O16 - DPF: {0878B424-1F95-4E26-B5AB-F0D349D89650} - http://download.bargain-buddy.net/d...MARKETING11.cab

O16 - DPF: {42F2C9BA-614F-47C0-B3E3-ECFD34EED658} (Installer Class) - ms-its:mhtml:file://c:..nosuxxx.mht!http://elitegate.de/script/ysb.chm::/ysb_regular.cab

O16 - DPF: {8C875948-9C60-4381-9248-0DF180542D53} - http://installs.spamblockerutility....ckerutility.cab
O16 - DPF: {972BB342-14A7-4660-83C1-51DDBEE171DB} - http://www.pacimedia.com/install/pcs_0009.exe


O23 - Service: System Startup Service (SvcProc) - Unknown owner - C:..WINDOWS..svcproc.exe (file missing)

REBOOT.


Check your ActiveX security settings. They may have been changed by this
CWS variant to allow ALL ActiveX!! Reset your active x security settings
like so... Go to Internet Options > Security > Internet, press 'default level',
then OK. Now press "Custom Level." In the ActiveX section, set the first
two options ("Download signed and unsigned ActiveX controls) to 'prompt',
and 'Initialize and Script ActiveX controls not marked as safe" to 'disable'.
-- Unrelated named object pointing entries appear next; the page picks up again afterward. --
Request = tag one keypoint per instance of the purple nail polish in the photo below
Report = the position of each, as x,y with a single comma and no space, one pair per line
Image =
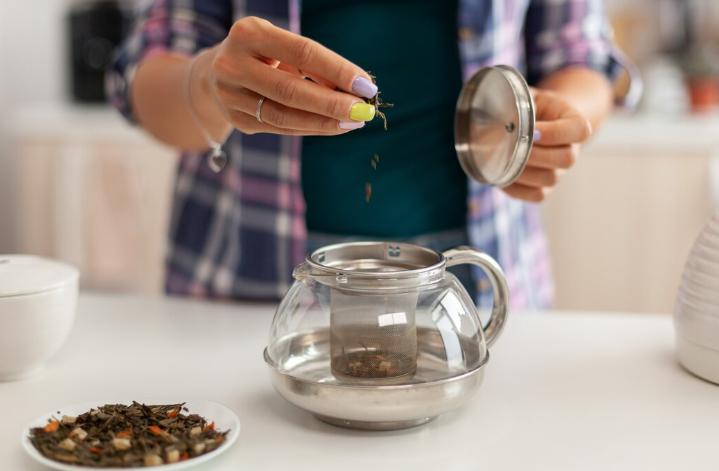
363,87
351,124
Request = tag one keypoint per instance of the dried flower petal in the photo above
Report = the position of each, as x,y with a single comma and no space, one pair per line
121,443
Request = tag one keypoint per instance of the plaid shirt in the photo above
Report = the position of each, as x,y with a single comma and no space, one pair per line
239,233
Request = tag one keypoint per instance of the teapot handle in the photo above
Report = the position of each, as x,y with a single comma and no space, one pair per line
464,254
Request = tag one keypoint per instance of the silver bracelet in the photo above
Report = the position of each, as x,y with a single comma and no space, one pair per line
217,159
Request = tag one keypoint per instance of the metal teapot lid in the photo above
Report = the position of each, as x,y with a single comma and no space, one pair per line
494,125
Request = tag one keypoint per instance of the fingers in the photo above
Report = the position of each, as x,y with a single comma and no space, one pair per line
554,157
527,193
539,177
248,124
571,129
276,114
267,40
287,88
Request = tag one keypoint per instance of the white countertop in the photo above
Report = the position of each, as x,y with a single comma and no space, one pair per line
563,391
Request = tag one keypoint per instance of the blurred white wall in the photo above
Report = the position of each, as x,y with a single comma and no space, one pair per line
32,58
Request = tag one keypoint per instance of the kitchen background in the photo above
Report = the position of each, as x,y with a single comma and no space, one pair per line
78,184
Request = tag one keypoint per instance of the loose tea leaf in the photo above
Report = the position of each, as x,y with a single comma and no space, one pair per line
374,161
379,104
117,435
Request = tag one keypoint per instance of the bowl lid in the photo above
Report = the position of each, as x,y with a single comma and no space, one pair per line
494,125
28,274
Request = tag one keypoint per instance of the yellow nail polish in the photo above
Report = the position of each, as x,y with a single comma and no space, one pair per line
362,111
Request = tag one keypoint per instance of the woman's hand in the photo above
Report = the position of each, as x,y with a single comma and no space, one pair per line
559,131
258,59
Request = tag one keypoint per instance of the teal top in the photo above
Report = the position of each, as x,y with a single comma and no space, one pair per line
417,185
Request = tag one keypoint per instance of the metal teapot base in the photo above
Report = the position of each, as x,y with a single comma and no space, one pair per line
375,426
308,383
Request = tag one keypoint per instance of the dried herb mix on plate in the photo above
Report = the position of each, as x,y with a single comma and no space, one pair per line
117,435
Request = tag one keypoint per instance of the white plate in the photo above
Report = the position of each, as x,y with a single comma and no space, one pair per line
223,417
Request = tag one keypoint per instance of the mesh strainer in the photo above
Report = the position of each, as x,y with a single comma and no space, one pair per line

Connect PC to go back online.


Go here for an online AV scan:

http://housecall.trendmicro.com/hou.../start_corp.asp

when doen, go here and download trojan/malware scanner. After installing, download current updates before scanning:

http://www.emsisoft.com/en/software/free/


Reboot and post a current HJT log, okay?